European exchange traded fund (ETF) bosses held a crisis meeting this morning but failed to reach an agreement on what the goals of a new Europe-wide trade body should be.

Today’s conference call was led by Lyxor Asset Management and Deutsche Bank who are trying to establish a trade body after weeks of headlines about the 'little-understood' risks posed by some products available to retail investors.

Both Lyxor, Deutsche Bank, Credit Suisse and Amundi offer ‘swap based’ products with an additional counterparty risk to investors, but not all of those banks on the call have these type of products, which led to some fierce discussion.

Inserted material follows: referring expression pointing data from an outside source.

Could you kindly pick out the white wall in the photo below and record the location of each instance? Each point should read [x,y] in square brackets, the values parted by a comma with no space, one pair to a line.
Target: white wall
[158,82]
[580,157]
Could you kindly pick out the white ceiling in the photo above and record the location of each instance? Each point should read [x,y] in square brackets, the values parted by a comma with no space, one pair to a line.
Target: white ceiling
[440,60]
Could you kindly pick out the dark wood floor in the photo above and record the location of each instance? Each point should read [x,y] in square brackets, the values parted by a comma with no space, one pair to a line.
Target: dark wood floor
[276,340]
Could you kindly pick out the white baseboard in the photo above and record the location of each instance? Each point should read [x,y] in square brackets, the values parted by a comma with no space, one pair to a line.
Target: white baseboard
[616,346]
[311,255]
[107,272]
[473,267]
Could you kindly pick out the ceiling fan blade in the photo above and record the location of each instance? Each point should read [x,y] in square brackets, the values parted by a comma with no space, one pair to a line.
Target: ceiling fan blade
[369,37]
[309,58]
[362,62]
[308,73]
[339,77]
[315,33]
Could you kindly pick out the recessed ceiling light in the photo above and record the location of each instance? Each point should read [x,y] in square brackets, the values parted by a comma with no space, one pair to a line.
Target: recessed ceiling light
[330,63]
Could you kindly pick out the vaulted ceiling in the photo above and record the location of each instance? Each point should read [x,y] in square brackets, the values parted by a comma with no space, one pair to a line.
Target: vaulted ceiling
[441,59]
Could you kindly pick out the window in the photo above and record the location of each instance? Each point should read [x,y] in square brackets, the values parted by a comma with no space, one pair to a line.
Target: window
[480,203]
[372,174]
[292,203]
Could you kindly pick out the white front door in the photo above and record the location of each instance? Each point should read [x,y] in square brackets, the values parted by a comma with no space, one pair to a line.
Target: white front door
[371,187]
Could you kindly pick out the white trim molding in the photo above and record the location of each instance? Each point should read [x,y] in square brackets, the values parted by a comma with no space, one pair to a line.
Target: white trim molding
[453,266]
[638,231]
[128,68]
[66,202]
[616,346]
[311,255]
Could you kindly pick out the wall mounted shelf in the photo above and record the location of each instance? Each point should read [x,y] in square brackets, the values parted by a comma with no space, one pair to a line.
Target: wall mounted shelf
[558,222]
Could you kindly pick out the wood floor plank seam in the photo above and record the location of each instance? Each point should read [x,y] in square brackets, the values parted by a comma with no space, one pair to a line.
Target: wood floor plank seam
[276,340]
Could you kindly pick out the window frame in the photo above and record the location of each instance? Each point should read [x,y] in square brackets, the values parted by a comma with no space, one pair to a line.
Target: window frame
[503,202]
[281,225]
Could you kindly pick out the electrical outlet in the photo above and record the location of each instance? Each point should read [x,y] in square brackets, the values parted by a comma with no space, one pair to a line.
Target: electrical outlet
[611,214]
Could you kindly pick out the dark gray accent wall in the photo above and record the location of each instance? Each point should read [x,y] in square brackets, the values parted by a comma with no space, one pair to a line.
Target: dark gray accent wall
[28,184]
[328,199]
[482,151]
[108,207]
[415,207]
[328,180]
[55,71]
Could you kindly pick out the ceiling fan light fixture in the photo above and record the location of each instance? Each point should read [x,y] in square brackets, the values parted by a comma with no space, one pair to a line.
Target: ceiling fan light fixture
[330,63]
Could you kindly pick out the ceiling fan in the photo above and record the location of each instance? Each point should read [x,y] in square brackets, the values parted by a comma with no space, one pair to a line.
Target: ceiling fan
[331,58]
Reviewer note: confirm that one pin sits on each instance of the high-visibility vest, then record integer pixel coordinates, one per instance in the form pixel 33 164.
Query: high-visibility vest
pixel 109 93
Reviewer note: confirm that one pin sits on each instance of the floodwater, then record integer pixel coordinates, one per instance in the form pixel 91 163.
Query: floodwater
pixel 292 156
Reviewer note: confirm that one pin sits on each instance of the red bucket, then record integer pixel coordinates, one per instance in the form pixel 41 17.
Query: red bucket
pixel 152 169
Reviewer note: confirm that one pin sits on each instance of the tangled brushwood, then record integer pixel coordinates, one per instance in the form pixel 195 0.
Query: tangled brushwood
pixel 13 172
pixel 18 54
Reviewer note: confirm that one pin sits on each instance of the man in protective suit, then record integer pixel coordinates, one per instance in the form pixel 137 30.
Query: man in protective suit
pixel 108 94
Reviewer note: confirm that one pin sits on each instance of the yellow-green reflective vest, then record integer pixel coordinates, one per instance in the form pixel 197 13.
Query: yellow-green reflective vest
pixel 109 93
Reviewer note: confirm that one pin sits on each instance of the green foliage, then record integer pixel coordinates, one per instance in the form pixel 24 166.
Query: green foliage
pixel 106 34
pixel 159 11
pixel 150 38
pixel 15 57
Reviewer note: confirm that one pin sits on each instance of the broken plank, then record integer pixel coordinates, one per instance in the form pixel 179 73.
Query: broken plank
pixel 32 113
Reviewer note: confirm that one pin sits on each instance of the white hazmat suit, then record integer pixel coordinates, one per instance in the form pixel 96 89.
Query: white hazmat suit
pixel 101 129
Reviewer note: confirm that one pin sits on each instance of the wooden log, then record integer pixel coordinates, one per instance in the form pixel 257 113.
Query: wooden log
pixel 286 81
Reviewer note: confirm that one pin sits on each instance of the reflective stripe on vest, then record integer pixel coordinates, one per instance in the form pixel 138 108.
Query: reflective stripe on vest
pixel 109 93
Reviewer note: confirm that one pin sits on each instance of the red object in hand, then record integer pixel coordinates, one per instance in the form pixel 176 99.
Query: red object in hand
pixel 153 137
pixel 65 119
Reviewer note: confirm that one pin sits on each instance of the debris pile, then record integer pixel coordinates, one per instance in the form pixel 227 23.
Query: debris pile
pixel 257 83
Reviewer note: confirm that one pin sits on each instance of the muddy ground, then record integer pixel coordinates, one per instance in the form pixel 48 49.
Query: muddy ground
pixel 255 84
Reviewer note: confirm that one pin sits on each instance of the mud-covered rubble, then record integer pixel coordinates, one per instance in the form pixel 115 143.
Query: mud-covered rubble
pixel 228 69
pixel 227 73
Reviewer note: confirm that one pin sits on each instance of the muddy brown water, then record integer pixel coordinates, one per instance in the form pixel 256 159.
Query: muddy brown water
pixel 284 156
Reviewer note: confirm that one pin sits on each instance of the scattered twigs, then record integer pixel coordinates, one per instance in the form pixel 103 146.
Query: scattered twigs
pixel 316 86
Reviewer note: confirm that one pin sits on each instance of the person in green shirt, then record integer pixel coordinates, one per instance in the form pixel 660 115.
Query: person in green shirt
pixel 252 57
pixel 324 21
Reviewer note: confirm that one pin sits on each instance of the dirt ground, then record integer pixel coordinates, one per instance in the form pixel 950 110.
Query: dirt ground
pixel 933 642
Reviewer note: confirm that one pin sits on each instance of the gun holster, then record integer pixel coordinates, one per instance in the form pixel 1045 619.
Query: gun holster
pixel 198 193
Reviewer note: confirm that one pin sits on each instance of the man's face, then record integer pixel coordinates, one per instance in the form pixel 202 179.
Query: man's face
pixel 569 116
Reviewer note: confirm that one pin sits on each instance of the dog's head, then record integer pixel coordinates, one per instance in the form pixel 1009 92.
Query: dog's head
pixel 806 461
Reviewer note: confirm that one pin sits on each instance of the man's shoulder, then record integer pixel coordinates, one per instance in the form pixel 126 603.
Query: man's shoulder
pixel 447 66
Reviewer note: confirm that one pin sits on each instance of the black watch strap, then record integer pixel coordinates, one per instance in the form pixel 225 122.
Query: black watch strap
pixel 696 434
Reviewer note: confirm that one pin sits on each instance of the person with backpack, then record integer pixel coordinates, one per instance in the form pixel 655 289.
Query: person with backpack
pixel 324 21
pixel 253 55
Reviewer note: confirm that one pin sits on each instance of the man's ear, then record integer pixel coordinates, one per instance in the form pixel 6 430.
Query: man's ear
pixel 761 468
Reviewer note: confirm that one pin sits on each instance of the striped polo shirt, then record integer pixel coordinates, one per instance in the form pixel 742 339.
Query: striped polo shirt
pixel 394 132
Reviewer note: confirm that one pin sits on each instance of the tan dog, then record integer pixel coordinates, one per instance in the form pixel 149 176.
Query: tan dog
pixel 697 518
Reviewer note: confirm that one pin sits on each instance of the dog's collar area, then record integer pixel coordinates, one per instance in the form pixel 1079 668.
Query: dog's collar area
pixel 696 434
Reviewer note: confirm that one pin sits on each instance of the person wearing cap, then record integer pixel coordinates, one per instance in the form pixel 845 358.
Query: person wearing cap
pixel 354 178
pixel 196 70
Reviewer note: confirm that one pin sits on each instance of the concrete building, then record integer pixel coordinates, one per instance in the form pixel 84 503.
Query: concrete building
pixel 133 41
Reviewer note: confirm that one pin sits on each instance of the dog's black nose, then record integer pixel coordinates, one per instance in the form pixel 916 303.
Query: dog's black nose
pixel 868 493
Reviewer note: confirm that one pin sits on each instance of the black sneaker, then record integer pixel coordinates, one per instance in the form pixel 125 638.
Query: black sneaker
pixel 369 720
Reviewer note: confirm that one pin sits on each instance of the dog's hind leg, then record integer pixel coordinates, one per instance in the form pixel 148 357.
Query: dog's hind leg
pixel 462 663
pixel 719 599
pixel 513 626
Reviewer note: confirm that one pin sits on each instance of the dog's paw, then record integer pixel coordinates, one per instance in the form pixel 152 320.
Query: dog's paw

HSBC and State Street does not have any swap-based products while iShares only has a limited number and these organisations are questioning what value a dedicated trade body would have to them.

As a result it has also been proposed that the parent organisations of these businesses (such as BlackRock) move to ensure their ETF bosses have a greater presence on existing mutual fund trade bodies throughout UK and Europe.

The concern of not doing so from some on the call was that any new body would create a ‘them and us’ organisation, which would, in effect, alienate existing trade bodies still further.

What Investment.co.uk understands that representatives from Invesco Powershares and ETF Securities were not invited to today’s call.

Industry bigwigs on the call included Lyxor chairman Alan Dubois, Feargal Dempsey, head of product strategy at iShares (EMEA region) and Ted Hood, chief executive officer of Source.

Representatives were also invited from State Street Asset Management, Vanguard, Credit Suisse and Amundi.